Read Paradise & More (Torres Family Saga) Online
Authors: Shirl Henke
Magdalena averted her gaze from the Muñoz brothers and looked into the piercing dark blue eyes of her fantasy prince. Recalling how she had just spied shamelessly on him, she felt the heat stealing into her cheeks as she replied, “You are Diego Torres.”
“You have the advantage over me. I do not know your name.” In spite of its bedraggled condition, her green wool dress was of a fine cut, and her muddy boots were kidskin. He waited for a reply.
“I am Magdalena Luisa Valdés. My father owns these lands.” She gestured to the north grandly.
“How comes a nobleman's daughter to be roaming alone about the countryside?” He could sense her childish guilt interwoven with an inbred sense of pride.

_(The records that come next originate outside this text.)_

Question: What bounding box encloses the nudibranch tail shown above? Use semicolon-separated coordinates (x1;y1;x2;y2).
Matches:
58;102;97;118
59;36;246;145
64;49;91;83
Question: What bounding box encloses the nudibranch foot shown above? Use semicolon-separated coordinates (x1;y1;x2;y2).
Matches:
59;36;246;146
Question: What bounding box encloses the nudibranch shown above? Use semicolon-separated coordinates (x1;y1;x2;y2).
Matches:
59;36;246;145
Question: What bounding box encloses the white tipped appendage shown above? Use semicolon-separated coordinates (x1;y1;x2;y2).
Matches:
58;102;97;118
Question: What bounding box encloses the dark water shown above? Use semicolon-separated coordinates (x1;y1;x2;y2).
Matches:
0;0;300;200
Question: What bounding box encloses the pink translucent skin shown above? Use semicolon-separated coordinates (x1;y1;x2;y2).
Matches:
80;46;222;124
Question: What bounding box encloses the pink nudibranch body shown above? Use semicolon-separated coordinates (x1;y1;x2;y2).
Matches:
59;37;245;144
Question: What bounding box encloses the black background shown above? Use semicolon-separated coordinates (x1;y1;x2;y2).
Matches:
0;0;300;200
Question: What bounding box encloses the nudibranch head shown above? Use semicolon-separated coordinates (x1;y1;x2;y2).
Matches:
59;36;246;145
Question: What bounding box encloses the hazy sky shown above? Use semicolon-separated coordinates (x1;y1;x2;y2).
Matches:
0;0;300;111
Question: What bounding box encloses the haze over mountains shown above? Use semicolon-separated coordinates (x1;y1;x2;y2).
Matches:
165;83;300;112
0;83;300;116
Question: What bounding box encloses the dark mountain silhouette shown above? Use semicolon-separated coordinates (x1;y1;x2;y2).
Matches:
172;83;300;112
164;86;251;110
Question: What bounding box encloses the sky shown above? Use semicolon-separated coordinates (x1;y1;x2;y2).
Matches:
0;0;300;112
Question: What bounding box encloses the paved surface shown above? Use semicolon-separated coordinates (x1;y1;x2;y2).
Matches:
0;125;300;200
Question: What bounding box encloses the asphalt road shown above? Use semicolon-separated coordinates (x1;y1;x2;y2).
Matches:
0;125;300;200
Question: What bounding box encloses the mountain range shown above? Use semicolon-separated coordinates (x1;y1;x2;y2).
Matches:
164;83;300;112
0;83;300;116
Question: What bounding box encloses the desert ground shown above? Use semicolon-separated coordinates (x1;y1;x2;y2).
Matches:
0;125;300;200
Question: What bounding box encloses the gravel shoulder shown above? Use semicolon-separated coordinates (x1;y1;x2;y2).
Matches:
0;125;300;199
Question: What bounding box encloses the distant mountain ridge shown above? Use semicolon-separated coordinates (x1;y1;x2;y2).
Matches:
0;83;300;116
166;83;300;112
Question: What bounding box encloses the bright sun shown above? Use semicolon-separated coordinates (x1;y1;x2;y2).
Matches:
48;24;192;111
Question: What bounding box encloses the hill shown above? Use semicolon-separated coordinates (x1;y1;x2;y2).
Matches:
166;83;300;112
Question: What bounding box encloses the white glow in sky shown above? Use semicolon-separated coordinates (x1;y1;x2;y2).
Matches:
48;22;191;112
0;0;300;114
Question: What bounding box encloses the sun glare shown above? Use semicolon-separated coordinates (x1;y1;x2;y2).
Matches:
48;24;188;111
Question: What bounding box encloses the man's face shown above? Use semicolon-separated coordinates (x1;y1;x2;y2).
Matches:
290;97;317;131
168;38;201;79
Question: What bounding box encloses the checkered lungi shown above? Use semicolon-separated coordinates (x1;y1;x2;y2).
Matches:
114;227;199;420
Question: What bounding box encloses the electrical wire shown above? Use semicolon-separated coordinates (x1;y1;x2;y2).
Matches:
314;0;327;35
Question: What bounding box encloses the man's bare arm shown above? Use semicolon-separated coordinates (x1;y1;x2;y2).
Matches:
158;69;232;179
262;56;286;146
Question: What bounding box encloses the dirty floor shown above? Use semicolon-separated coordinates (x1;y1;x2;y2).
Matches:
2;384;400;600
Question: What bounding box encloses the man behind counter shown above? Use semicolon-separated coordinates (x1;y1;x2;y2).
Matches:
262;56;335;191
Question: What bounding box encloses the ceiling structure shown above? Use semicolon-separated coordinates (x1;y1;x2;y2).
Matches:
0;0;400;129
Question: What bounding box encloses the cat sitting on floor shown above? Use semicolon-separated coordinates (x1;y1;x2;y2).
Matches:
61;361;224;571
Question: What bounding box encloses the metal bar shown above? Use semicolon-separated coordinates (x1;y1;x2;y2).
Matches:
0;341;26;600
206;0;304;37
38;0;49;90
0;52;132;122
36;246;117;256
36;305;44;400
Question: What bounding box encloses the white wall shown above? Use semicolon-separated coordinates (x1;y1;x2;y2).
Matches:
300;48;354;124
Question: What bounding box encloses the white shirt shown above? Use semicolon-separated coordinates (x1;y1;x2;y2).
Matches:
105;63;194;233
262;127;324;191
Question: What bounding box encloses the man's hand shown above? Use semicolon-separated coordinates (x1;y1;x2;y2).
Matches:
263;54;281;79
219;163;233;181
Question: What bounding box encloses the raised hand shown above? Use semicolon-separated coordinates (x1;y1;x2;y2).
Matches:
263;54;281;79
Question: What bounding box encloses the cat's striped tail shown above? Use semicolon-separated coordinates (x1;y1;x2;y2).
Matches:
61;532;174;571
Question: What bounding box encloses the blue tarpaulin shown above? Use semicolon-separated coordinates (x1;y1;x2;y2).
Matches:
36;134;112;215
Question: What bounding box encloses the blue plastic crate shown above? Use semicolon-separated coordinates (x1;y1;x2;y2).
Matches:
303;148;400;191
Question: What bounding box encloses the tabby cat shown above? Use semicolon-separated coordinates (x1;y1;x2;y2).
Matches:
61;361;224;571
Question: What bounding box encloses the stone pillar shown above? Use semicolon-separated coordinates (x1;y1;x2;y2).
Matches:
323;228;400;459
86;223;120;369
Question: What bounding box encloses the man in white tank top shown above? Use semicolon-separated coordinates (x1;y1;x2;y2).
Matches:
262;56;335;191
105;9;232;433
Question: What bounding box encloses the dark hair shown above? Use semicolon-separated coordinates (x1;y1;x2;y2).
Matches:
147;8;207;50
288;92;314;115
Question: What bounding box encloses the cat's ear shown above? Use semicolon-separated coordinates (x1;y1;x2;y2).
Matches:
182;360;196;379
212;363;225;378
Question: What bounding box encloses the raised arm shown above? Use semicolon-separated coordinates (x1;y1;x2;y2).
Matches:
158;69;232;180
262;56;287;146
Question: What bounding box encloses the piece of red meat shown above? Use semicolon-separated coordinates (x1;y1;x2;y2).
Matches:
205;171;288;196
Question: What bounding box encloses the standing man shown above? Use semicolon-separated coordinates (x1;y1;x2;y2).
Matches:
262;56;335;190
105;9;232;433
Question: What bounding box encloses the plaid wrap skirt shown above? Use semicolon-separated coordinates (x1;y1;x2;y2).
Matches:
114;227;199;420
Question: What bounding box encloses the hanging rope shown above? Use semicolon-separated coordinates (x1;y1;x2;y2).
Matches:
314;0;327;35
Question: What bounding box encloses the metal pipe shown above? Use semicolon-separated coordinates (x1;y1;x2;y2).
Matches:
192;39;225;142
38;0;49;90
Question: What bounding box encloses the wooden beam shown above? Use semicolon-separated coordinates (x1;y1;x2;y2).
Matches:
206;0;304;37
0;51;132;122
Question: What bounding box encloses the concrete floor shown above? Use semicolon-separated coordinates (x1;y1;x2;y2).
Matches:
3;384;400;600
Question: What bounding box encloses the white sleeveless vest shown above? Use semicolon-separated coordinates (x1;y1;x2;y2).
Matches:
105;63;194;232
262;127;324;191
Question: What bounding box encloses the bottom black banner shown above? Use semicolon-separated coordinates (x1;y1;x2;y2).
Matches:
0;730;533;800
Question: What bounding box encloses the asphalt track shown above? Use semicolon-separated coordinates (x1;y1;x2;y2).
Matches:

Pride, greed, and this worthless stretch of marshland were all the Valdés family had left.
“These were my neighbor's sons. Of noble blood,” she added scornfully, evading his real question. “I saw you many years ago when the Majesties were holding court in Cordoba. You were there with your father, Don Benjamin. Your name was Aaron then,” she said softly, her eyes worshipping his bronzed face.
Remembering the scheming Valdés woman, Doña Estrella, one of that Trastamara bastard's whores, he said coldly, “My name is still Aaron.”
“You must not say that, else the Holy Office—”
“You sound as if you were rehearsed by my father,” he interrupted with disgust. “I have been dutiful to my country and its one true religion, forsaking the Law of Moses. That will have to suffice. Would you report me to the Inquisition?” he asked with contemptuous amusement in his voice. “Poor repayment for saving your life.”
Magdalena gasped. “Of course not! I am most grateful and the Muñoz brothers have always been hated. Everyone will hail you as a hero for killing them.”
Aaron snorted in open disbelief. “Have I your leave to doubt that? When a
marrano
kills the sons of an Old Christian noble, he will be blamed no matter what the provocation. You can scarce stand witness to my valor anyway, without destroying your reputation,” he added speculatively. She was only a child, but what might she know of her mother's morals?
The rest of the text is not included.